What does the fascinating world of neuoscience tell us about free will? As Alfred Mele, the recent recipient of a major grant to do a scientific study of free will, says, everything depends on how you define "free will." Does it mean we have not only a body with a brain but a non-physical part of ourselves called the soul or mind? In answering affirmatively to such a question, it seems to me that we have to rely on more than reason.
Michael Gassaniga, a neuroscientist, apparently believes that free will involves a spiritual (non-material) element: "some secret stuff that is you." Mele and many others may disagree with this, and the scientific question remains an open one: does the brain work in such a way that choice is facilitated? (Unknown) Do we need a non-material essence to exercise our will? (Probably not) Are we capable of having thoughts and making choices independent of any physical process? (Apprently not).
So there is no free will if you are a neuroscientist who is limited to studying the brain without considering other realities.
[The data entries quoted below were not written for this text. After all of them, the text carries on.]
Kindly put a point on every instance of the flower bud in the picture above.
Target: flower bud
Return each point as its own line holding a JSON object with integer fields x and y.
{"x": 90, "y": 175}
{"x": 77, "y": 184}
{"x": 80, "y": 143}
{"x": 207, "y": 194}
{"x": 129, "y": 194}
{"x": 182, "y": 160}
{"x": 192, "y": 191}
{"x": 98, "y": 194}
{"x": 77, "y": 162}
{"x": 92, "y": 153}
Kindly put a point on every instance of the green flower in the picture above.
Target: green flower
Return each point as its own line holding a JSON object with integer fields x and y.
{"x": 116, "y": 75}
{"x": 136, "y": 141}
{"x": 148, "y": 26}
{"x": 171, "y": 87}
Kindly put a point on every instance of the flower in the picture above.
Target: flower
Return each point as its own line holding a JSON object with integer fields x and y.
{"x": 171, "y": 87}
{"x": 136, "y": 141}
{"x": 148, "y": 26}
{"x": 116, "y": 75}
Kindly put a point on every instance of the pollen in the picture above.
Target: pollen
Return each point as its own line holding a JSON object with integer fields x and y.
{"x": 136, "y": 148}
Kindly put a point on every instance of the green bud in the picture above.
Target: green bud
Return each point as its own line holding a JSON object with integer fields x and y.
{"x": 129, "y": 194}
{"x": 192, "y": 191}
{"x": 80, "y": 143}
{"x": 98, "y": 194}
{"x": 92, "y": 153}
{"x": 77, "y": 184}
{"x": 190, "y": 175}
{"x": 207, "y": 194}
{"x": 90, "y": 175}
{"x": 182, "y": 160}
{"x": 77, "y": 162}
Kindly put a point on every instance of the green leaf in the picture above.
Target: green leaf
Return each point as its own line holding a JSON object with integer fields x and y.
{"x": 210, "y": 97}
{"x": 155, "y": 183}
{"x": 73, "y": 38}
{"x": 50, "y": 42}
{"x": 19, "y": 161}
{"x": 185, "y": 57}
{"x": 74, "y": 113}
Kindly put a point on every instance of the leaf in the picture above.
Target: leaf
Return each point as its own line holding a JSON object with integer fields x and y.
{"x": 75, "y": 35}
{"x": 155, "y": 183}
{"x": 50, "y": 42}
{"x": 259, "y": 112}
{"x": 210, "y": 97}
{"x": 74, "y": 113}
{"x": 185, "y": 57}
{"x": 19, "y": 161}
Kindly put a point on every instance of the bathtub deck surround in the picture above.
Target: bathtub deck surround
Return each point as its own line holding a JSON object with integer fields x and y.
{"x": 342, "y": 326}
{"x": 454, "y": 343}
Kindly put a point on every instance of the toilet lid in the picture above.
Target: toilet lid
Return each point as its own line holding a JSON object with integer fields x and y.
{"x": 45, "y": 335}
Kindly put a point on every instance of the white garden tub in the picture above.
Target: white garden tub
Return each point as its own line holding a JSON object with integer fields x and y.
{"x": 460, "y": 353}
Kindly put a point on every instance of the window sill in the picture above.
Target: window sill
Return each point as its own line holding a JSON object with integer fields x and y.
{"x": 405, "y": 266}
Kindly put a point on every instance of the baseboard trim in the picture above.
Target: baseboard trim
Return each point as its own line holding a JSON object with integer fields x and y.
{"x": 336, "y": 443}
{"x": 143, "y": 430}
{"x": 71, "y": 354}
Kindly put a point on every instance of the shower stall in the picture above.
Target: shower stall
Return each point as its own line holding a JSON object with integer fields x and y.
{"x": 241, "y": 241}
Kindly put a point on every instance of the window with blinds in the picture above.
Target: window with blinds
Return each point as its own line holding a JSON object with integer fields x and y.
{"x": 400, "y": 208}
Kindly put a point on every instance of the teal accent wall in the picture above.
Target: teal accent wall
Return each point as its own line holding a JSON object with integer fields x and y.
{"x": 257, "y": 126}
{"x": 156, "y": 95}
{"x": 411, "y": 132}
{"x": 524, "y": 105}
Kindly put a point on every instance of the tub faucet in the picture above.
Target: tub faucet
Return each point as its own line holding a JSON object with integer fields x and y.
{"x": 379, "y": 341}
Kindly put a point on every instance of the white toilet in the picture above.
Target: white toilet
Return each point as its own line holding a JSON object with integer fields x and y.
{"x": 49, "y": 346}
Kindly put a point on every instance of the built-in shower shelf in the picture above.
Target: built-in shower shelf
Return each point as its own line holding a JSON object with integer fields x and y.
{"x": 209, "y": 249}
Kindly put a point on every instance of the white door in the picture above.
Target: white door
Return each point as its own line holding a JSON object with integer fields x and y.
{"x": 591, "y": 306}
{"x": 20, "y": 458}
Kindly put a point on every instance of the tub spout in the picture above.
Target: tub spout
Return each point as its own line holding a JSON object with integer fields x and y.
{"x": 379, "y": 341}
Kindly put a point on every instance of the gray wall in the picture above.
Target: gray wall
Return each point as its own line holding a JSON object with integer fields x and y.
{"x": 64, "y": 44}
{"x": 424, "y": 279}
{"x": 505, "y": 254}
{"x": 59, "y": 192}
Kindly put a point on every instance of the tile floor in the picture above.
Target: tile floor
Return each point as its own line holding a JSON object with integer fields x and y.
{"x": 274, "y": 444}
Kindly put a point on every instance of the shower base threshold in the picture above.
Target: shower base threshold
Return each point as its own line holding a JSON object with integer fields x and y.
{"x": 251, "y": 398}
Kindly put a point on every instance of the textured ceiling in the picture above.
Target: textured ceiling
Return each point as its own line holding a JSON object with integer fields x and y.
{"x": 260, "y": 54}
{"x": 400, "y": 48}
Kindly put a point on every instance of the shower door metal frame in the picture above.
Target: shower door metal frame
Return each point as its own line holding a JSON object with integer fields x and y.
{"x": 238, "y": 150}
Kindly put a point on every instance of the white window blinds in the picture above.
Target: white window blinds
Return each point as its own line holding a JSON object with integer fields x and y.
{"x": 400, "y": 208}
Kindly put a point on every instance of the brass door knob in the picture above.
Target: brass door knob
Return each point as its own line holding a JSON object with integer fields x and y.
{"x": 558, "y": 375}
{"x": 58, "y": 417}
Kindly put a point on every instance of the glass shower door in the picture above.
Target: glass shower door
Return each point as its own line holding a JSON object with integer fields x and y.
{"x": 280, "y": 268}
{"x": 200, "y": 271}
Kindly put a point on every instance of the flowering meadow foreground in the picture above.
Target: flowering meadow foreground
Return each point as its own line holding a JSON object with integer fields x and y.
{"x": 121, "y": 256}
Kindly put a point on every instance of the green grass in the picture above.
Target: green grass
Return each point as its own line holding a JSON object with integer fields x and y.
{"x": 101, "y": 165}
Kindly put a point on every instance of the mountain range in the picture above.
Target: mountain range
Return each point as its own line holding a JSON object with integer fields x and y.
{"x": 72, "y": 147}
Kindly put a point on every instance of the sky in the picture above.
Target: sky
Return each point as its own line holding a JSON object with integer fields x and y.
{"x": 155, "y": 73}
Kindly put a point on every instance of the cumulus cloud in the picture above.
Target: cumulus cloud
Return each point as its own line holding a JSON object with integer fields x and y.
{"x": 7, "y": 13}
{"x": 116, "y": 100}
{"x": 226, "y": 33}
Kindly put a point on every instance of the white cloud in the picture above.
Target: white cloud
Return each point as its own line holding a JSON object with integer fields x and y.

But, as one who needs to read much more on this topic, who knows much less than it seems I do, I would say that the will is related to the soul or true self, and that the self, which is comprised of feelings and thoughts--has its own reality, independent of the body.
And I doubt if science can ever silence all the thinkers of the past who would agree with the witticism once made by I. B. Singer: "You have to believe in free will; you have no choice." Why? Because the reality of the self, not to mention the complexity of decision-making, is infinitely more mysterious than a single, rational, scientific answer--especially one reduced to 66 pages, plus notes--can hope to provide. We need to understand feelingly.